To start the authentication process, A gives B his certificate.

The certificate tells B who A is claiming to be (the identity), what A's public key is, and what CA is being
used to certify the certificate.

B will first make sure that the certificate is valid by checking the CA's digital signature to make sure that
the CA actually signed the certificate and that the certificate hasn't been tampered with. (This is where B
must trust the CA that signed A's certificate.)

Once B has checked out A's certificate, B must make sure that A really is the person identified in the
certificate.

B generates a random message and sends it to A, asking A to encrypt it.

A encrypts the message using his private key, and sends it back to B.

B decrypts the message using A's public key.

If this results in the original random message, then B knows that A is who he says he is.

Now that B trusts A's identity, the same operation must happen in reverse.

B sends A her certificate, A validates the certificate and sends a challenge message to be encrypted.

B encrypts the message and sends it back to A, and A decrypts it and compares it with the original.

If it matches, then A knows that B is who she says she is.

15
PANIMALAR INSTITUTE OF TECHNOLOGY DEPT OF CSE
At this point, A and B have established a connection to each other and are certain that they know each
others' identities.

5. Confidential Communication

By default, GSI does not establish confidential (encrypted) communication between parties. Once mutual
authentication is performed, GSI gets out of the way so that communication can occur without the
overhead of constant encryption and decryption.

GSI can easily be used to establish a shared key for encryption if confidential communication is desired.
Recently relaxed United States export laws now allow us to include encrypted communication as a
standard optional feature of GSI.

A related security feature is communication integrity. Integrity means that an eavesdropper may be able
to read communication between two parties but is not able to modify the communication in any way.
GSI provides communication integrity by default. (It can be turned off if desired).

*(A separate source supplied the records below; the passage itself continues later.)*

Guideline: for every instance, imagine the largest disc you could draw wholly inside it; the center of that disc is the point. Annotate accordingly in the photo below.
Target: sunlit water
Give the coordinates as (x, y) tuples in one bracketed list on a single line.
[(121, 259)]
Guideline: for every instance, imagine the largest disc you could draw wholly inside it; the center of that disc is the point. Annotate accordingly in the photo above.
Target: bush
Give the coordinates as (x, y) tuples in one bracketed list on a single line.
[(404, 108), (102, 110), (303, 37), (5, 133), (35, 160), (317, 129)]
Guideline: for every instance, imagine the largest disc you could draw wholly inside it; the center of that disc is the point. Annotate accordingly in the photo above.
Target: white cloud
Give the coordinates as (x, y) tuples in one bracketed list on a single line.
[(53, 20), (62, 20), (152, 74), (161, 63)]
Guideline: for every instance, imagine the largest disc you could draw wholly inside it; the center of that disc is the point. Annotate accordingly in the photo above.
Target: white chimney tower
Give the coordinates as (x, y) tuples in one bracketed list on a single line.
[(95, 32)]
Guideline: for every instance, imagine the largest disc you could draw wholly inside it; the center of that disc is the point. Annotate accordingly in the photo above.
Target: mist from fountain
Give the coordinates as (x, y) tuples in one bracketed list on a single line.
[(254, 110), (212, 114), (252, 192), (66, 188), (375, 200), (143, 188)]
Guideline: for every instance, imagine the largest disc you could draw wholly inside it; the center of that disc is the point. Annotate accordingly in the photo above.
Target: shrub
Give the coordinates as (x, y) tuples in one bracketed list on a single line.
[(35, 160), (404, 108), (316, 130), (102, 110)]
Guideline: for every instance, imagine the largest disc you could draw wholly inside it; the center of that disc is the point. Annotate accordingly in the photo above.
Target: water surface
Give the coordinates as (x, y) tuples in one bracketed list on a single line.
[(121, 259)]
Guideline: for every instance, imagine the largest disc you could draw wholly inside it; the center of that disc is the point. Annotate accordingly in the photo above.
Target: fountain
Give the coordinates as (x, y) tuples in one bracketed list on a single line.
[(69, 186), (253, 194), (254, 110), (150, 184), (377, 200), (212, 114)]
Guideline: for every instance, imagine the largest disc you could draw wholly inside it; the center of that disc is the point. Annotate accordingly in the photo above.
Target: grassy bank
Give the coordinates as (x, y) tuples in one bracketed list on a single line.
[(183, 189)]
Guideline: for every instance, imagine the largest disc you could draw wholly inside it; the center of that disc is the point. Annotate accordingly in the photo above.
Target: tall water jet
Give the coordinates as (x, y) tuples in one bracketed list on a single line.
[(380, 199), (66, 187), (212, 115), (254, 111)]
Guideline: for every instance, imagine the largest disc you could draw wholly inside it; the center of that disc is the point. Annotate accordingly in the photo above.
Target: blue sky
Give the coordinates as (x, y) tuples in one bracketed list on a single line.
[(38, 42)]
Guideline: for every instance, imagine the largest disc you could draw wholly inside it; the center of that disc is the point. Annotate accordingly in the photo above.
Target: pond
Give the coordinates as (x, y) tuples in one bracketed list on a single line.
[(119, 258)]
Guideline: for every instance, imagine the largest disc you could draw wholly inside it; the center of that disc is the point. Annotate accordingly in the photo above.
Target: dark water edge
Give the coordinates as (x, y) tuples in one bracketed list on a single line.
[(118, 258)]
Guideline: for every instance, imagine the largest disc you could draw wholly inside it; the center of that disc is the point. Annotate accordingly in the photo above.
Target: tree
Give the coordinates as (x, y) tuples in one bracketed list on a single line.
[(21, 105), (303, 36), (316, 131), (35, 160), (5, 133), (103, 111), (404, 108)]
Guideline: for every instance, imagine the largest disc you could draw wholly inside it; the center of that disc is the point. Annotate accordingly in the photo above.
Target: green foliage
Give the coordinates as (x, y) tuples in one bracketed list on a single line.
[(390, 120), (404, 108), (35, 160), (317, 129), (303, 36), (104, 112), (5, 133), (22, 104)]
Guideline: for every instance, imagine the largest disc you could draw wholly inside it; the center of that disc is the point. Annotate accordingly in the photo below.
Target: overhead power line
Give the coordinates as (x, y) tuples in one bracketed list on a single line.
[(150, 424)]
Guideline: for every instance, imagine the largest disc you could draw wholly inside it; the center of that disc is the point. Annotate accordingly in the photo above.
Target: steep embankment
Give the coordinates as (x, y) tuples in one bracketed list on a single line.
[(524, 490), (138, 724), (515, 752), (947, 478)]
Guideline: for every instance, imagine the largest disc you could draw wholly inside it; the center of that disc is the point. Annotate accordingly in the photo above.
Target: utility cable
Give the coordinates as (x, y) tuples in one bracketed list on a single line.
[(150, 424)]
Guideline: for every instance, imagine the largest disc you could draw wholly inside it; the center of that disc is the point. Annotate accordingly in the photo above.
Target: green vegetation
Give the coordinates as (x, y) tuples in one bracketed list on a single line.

Communication
integrity introduces some overhead in communication, but not as large an overhead as encryption.

6. Securing Private Keys

The core GSI software provided by the Globus Toolkit expects the user's private key to be stored in a file
in the local computer's storage. To prevent other users of the computer from stealing the private key, the
file that contains the key is encrypted via a password (also known as a passphrase). To use GSI, the user
must enter the passphrase required to decrypt the file containing their private key.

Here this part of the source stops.